Il n'y a pas si longtemps, des banquiers s'amusaient à Soho Rooms, une boîte de nuit de Moscou, lors d'une soirée sur le thème décadent de «la fin du monde».

Il n'y a pas si longtemps, des banquiers s'amusaient à Soho Rooms, une boîte de nuit de Moscou, lors d'une soirée sur le thème décadent de «la fin du monde».

Mais à l'heure où la bourse est en chute libre, où le Kremlin se bat pour soutenir le rouble et où certains experts prédisent des faillites en cascade, la fête pourrait bien s'arrêter pour les nouveaux riches russes.

L'oligarchie russe est réputée pour faire l'étalage de clinquants signes de richesse. Ses représentants résident en très grande majorité à Moscou, où les prix de l'immobilier pratiqués dans la rue Ostojenka en font l'une des six artères les plus chères au monde.

Le nombre des milliardaires russes a grimpé d'un tiers en seulement un an, de 53 en 2007 en 71 cette année, selon le classement annuel du magazine Forbes.

La plupart ont fait fortune dans le négoce de matières premières - pétrole, acier, exploitation minière - qui a fleuri au moment du crédit facile et de la demande croissante. Mais tous les indicateurs annoncent une gueule de bois économique.

L'indice RTS a perdu aux alentours de 800 M$ US depuis qu'il a atteint des sommets en mai, la majeure partie des pertes étant enregistrée en septembre.

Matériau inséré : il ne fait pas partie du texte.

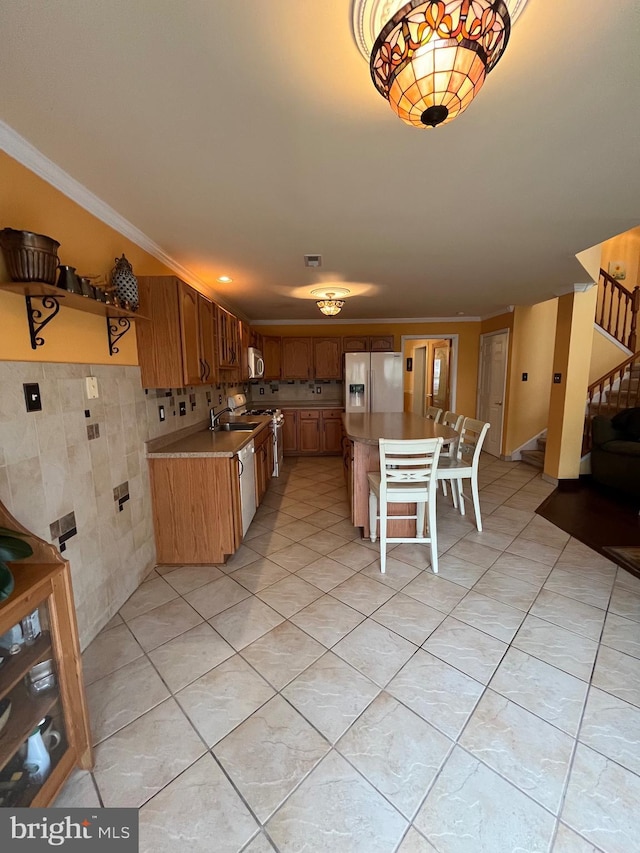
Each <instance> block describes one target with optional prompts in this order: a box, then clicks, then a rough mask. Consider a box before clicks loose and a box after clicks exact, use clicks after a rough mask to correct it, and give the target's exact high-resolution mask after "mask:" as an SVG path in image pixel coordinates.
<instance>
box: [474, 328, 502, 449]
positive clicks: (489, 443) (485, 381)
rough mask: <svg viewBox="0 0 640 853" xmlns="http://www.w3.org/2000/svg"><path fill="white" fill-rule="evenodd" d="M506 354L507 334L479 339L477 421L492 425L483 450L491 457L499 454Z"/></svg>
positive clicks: (495, 332) (500, 439) (497, 335)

Le pays gagne 400 M$ US de moins par jour dans le secteur du pétrole et du gaz par rapport à début juillet, quand les revenus s'élevaient aux alentours de 1,3 G$ US, note Chris Weafer, stratège à Uralsib.

Les boîtes de nuit sélectes où une table convenable peut coûter des dizaines de milliers d'euros semblent en passe d'être durement touchées.

Lors d'une tournée des lieux branchés le week-end dernier, un journaliste de l'Associated Press en tenue décontractée, et habitué en temps normal à se faire refouler à l'entrée, a trouvé des bars loin d'être surpeuplés et des coins VIP désertes.

Des clubs à la mode comme Soho Rooms et Most - habituellement fréquentés par la jeunesse aisée - renvoyaient l'écho des pas de danse de quelques noctambules.

Mais nombre d'«oligarches» et des hommes d'affaires comme Vladimir Pirojkov semblent détester l'idée d'abandonner leurs habitudes épicuriennes.

«Les institutions financières seront affectées», concède Pirojkov en criant pour se faire entendre dans le bar à la mode Denis Simatchev. Mais «les gens continueront à venir ici. C'est un endroit très populaire. C'est une espèce d'aimant dans la ville».

Alexandre Lebedev lui paraît remarquablement calme pour un homme d'affaires qui a perdu près de la moitié de sa fortune estimée à 3,1 G$ US dans la dégringolade de la bourse.

«Je ne peux que mettre tous mes espoirs dans le fait que ce que les gens appellent une crise sera une douche froide pour beaucoup de têtes brûlées de la liste Forbes ici», souligne Lebedev, un homme aux cheveux gris, âgé de 49 ans, dans son bureau de Moscou.

Lebedev, qui occupe la 358e place dans la liste Forbes des plus grandes fortunes du monde, salue les restrictions nées de la crise.

À ses yeux, cela permettra de ramener du bon sens dans une ville où un verre de vin infect dans un bon restaurant coûte l'équivalent de 15 $ US et où un appartement doté de trois chambres dans un modeste quartier du centre de Moscou atteint les 10 000 $ US dans un pays où le revenu annuel moyen s'élève à environ 700 $ US.

«Si quelqu'un n'est pas en mesure d'acheter une Bentley, ou si un bureaucrate doit vendre son jet Gulfstream pour 50 M$ US», «c'est une bonne chose», note Lebedev.

Pour Nikolaï Ouskov, de l'édition russe du magazine GQ, «les Russes les plus riches vont continuer» à engloutir «des sommes énormes».

«Si vous voulez acheter de nouvelles montres et que vous avez de l'argent, vous continuerez à les acheter», remarque-t-il. «Je pense qu'ils ne vont pas se faire du souci pour 10 000 $ ou 20 000 $ US supplémentaires, même en temps de crise».